A Praça Marçal de Souza, no Bairro Tiradentes, virou arquibancada nesta segunda-feira (29) para receber mais uma edição da Copa Comunitária, evento gratuito montado para moradores acompanharem Brasil x Japão pela Copa do Mundo de 2026. Com telão, música e praça de alimentação, a programação reuniu mais de 180 pessoas na Rua Marquês de Pombal.

A organizadora Priscila Queiroz, de 45 anos, explicou que a ideia começou em outro bairro e ganhou força com a adesão dos moradores. “Nós começamos a Copa Comunitária no Jardim Colúmbia. Fizemos um piloto, deu certo. A gente foi convidado para ir para o Tijuca, depois para o Noroeste. Aí viemos aqui para o Tiradentes”, contou.
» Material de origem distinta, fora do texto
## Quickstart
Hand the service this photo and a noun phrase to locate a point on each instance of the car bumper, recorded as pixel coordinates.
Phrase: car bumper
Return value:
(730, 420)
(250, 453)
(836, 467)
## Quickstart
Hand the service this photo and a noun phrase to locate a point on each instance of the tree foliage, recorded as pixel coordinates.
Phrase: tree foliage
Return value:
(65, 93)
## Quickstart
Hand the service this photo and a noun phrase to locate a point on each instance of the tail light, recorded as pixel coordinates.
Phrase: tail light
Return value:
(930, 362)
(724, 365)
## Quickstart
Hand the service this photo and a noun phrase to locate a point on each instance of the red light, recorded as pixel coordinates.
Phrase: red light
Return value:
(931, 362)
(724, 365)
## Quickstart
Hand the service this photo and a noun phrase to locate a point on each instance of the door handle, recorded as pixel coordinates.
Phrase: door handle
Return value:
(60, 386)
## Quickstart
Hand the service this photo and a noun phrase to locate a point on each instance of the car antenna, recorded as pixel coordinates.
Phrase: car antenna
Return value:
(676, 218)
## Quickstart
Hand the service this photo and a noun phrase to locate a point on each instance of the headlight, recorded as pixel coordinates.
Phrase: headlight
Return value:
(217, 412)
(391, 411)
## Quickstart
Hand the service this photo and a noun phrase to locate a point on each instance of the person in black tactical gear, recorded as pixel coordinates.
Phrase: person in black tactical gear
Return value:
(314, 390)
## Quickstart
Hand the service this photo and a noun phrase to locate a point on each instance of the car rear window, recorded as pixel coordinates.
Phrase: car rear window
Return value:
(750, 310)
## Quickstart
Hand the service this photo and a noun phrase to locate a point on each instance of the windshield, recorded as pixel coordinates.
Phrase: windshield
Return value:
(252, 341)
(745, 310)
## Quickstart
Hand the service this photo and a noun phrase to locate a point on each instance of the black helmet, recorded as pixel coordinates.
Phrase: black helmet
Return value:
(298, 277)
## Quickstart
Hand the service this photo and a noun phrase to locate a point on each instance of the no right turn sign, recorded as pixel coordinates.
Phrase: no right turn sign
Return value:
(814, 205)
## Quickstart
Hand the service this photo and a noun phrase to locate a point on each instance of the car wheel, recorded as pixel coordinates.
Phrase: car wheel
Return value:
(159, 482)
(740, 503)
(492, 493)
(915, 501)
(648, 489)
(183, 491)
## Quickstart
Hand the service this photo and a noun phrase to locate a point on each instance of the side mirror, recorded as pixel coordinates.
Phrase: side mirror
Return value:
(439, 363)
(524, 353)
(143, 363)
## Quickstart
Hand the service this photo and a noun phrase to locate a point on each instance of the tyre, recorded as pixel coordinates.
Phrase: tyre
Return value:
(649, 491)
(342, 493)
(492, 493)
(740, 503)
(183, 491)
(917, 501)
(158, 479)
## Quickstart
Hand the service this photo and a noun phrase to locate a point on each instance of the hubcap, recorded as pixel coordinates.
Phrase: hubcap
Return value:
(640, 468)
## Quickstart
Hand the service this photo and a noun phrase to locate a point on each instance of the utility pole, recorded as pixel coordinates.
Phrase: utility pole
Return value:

Segundo Priscila, a chegada da estrutura à Praça Marçal de Souza teve ligação direta com a família do jogador Éderson, da Seleção Brasileira, que tem relação com o bairro. “Aqui foi um convite da família, no caso do irmão do jogador Éderson. Ele convidou a gente para vir para cá, para trazer para perto da família deles, que é onde está todo mundo vindo assistir”, afirmou.

O evento foi divulgado como gratuito e convidava os moradores a irem de camisa da Seleção e levarem a família. No cartaz, a chamada era direta: “Vem pra torcer! Juntos somos mais fortes!”. A programação também anunciava música e praça de alimentação, além do telão para acompanhar o jogo da Seleção Brasileira.

A praça virou ponto de encontro para quem não conseguiu assistir à partida em casa ou preferiu dividir a torcida com os vizinhos. Entre o público estavam famílias, trabalhadores em horário de almoço e moradores que acompanharam o jogo sentados, em pé ou espalhados pelo espaço.

Para Priscila, a força do projeto está justamente em levar a Copa para dentro dos bairros, sem depender de bares ou grandes estruturas particulares. “Você está vendo que teve bastante adesão”, disse, ao comentar a movimentação na praça.